Additionally, in Murray v. Miner, relied upon by the Duke court, the District Court for the Southern District of New York dismissed a cause of action brought by the debtor’s former employees seeking to hold the debtor’s controlling shareholders liable for the debtor’s contractual obligations to the employees.  The Murray court held that because several Delaware cases had permitted a subsidiary to maintain an action against its corporate parent or controlling shareholder, the trustee had exclusive standing to pursue an alter ego claim.  Specifically, the Murray court noted that because under these cases “the subsidiary may institute proceedings against the parent if it has sustained liability to third parties as a result of the parent’s control.  One can only conclude that for purposes of applying federal bankruptcy law, Delaware courts would permit a debtor corporation to ‘assert [] an alter ego claim to pierce its own corporate veil.’”
In Periera v.
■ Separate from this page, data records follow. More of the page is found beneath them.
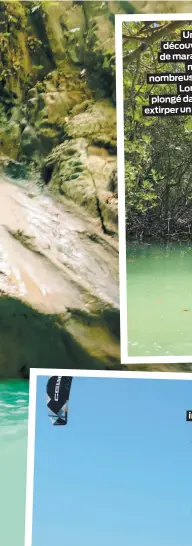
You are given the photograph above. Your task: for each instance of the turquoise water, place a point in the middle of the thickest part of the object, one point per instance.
(13, 459)
(159, 290)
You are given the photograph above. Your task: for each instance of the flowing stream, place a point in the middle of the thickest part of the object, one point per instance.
(159, 282)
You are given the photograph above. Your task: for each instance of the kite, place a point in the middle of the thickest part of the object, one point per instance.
(58, 392)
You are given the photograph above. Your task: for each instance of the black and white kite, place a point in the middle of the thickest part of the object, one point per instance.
(58, 391)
Cogan, the debtor’s trustee sought to pierce the corporate veil and hold the debtor’s shareholder liable for the debtor’s obligations under an alter ego theory.  Periera denied the defendant’s motion to dismiss and held (citing Murray v. Miner) that the trustee had standing to pursue the alter ego claim, because under Delaware law (the applicable state law in that case) a subsidiary could bring causes of action for breach of fiduciary duties and of loyalty and fair dealing.  Thus, it concluded, as did Murray v. Miner, that a Delaware court would permit a corporation to pierce its own veil, and therefore the trustee had standing to bring its cause of action. 
Finally, a more recent case, In re Alper Holdings USA, denied plaintiffs’ cause of action seeking to pierce the corporate veil of the debtor, citing Murray v. Miner, Duke v. Enron, and Pereira v. Cogan for the same proposition, i.e., that Delaware law would permit a debtor corporation to assert an alter ego claim and pierce its own corporate veil.  Interestingly, the plaintiffs in that case argued unsuccessfully that the law of Tennessee, rather than Delaware, should apply, noting that under Tennessee law, a debtor does not have the ability to pierce its own corporate veil.  The court rejected that argument because the debtors were incorporated in Delaware, and under New York choice of law principles, the law of the state of incorporation controls the analysis of alter ego claims.
The moral of the story:  double check to see where a debtor is incorporated before getting carried away with your alter ego theory.